The fusion of textual conditioning into the visual residual stream is governed by a tanh gate with a layer-specific learnable scalar αℓ, which is initialized to zero. This initialization ensures that the model remains identical to the frozen ViT at the start of training, preserving the pre-trained representation quality. The update rule for the visual tokens at layer ℓ is defined as:
Zν(ℓ+1)=Zν(ℓ)+tanh(αℓ)⋅Z^ν(ℓ)
Since tanh(0)=0, the gate receives a learning signal immediately, allowing αℓ to move away from zero during optimization and gradually activate the conditioning pathway.
To train the model, the authors employ a referential segmentation pretext task. As shown in the training pipeline diagram, the model is tasked with predicting which image patches correspond to the target object described in the text prompt. A linear classification head maps the steered patch representations to segmentation probabilities, and the model is optimized using a soft cross-entropy loss against the ground truth mask fractions.

This training objective encourages the cross-attention layers to route textual information specifically to the relevant visual patch tokens. The effectiveness of this steering is evident in the embedding space, where text-conditioned features form distinct clusters corresponding to the prompted objects, unlike the generic clusters formed by image-only encoders.

Experiment
- Conditional Retrieval (CORE): Validates that SteerViT can steer global features toward specific non-salient objects using text prompts, whereas standard vision encoders collapse to dominant scene concepts and late-fusion methods fail to modify frozen visual features.
- MOSAIC Localization: Demonstrates that text conditioning redirects self-attention to queried objects within complex scenes, enabling targeted focus on specific entities rather than the most visually prominent ones.
- Representation Quality Trade-off: Confirms that SteerViT achieves high steerability without sacrificing the transferability of the underlying vision encoder, unlike open-vocabulary localization models which lose generalization or MLLMs which incur high computational costs.
- Semantic Granularity Control: Shows that the level of detail in text prompts directly dictates the granularity of visual representations, allowing the model to switch between coarse category clustering and fine-grained instance discrimination.
- Embedding Space Reorganization: Illustrates that text conditioning can restructure the embedding topology to group images by semantic hierarchy or arbitrary compositional attributes, such as shared object parts.

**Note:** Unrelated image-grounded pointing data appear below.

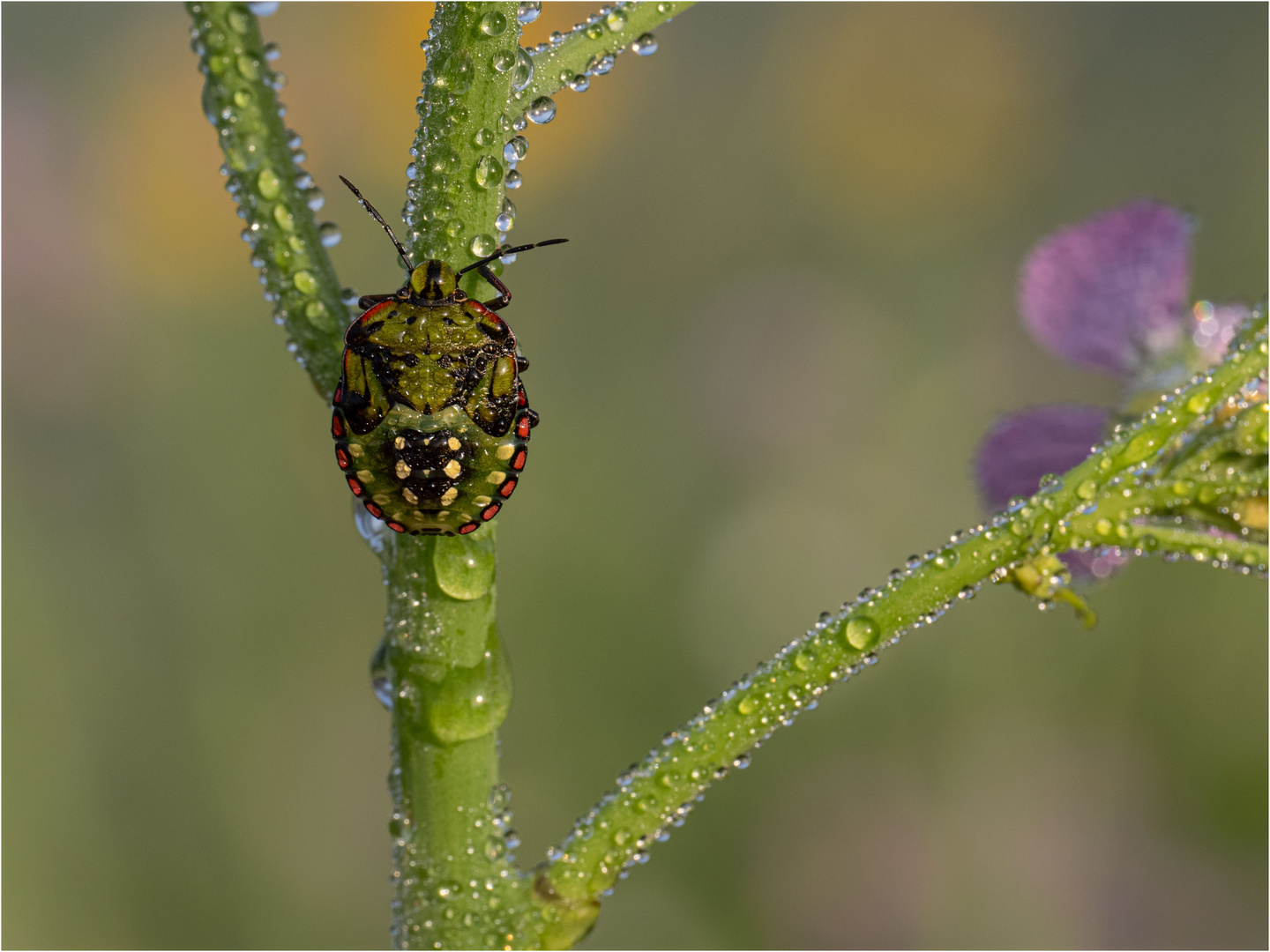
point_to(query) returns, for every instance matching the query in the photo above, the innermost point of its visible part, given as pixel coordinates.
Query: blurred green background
(764, 362)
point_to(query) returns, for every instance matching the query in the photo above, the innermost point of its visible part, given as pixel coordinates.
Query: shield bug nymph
(430, 420)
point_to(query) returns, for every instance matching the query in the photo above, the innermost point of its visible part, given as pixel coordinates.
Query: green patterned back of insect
(430, 419)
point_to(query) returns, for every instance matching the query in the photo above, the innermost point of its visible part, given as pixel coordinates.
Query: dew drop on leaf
(644, 45)
(542, 111)
(329, 234)
(493, 23)
(863, 632)
(528, 11)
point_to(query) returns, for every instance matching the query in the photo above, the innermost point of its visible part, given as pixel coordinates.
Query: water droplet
(380, 681)
(268, 183)
(1139, 449)
(493, 25)
(863, 632)
(488, 173)
(542, 111)
(527, 11)
(516, 149)
(600, 65)
(328, 234)
(644, 45)
(522, 71)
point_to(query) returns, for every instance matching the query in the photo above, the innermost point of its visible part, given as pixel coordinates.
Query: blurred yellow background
(764, 362)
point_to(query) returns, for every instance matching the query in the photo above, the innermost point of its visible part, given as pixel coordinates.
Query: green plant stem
(582, 51)
(273, 195)
(456, 179)
(657, 795)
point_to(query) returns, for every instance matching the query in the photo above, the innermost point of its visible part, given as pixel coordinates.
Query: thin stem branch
(658, 793)
(276, 198)
(589, 48)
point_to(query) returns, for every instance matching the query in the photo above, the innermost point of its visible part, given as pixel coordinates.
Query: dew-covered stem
(442, 672)
(455, 207)
(276, 198)
(589, 49)
(655, 795)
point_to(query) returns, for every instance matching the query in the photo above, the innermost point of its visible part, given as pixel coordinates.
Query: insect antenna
(378, 217)
(505, 251)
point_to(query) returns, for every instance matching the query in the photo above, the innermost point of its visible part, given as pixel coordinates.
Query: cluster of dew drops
(433, 224)
(854, 626)
(267, 184)
(793, 664)
(429, 905)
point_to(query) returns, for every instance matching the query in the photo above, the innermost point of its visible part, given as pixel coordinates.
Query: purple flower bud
(1025, 446)
(1095, 564)
(1111, 291)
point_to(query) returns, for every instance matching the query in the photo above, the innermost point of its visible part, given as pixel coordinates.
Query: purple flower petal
(1025, 446)
(1111, 290)
(1214, 326)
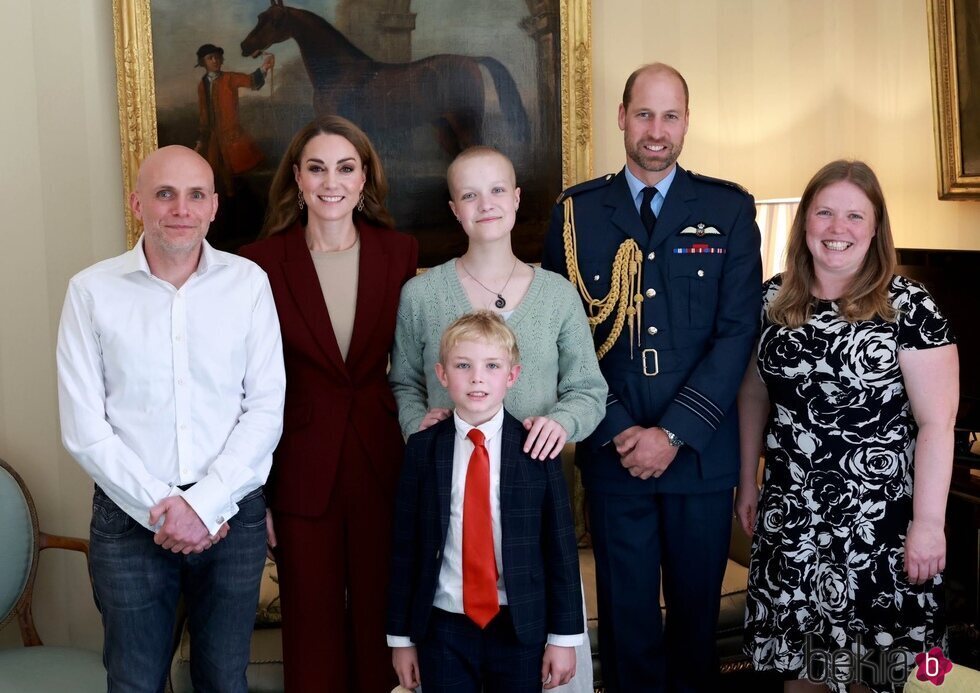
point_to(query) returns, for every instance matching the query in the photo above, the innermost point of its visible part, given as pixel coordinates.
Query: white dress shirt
(160, 387)
(449, 589)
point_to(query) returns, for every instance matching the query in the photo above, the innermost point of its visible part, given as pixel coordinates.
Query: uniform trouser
(137, 585)
(637, 539)
(333, 578)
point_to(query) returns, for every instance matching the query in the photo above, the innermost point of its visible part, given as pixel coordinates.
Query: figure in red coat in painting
(222, 140)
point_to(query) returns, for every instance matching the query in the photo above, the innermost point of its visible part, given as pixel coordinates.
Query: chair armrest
(55, 541)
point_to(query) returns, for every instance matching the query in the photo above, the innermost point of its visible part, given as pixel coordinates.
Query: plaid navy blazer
(540, 557)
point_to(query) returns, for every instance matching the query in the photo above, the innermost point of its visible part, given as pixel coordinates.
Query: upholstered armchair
(35, 667)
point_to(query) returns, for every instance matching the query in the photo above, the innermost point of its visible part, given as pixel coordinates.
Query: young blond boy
(485, 590)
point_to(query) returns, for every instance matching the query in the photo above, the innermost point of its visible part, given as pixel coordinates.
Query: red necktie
(479, 564)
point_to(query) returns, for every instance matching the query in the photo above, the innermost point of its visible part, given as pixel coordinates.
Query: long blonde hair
(283, 211)
(867, 296)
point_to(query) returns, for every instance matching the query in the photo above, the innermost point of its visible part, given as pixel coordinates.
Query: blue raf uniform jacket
(700, 279)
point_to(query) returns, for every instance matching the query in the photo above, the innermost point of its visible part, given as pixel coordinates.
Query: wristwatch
(674, 441)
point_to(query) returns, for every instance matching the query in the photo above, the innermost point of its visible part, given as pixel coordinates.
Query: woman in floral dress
(854, 394)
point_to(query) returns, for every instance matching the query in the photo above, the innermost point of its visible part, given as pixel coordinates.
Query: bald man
(171, 385)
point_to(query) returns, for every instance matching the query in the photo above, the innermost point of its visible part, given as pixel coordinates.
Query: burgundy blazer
(326, 398)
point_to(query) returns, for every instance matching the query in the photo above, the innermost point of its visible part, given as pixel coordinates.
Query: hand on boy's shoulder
(545, 437)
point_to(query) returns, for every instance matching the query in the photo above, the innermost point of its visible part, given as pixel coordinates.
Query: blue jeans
(137, 585)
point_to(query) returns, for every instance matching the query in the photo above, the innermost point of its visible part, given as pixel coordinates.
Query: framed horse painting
(424, 78)
(954, 50)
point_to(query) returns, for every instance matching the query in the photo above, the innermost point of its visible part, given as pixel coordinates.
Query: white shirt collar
(636, 185)
(489, 428)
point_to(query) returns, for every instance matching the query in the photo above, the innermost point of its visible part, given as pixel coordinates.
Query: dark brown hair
(283, 211)
(868, 295)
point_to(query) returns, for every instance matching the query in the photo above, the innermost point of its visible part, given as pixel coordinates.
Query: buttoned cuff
(566, 640)
(616, 420)
(212, 503)
(399, 641)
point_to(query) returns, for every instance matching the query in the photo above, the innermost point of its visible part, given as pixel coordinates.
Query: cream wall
(60, 192)
(779, 87)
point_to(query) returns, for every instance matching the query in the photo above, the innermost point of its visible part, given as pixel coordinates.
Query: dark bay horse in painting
(446, 91)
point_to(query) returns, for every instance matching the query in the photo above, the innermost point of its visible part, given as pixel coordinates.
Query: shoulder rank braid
(624, 290)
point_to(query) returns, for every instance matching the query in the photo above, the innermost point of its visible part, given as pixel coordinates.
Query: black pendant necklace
(501, 302)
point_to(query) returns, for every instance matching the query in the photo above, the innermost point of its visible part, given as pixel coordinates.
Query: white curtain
(775, 217)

- Zero-Shot Domain Transfer: Proves that language-driven steering enables robust generalization to out-of-distribution tasks like industrial anomaly segmentation without task-specific training.
- Architectural Ablations: Establishes that early fusion of text within the Transformer layers, gated cross-attention mechanisms, and segmentation-based training objectives are critical for balancing steerability with feature quality.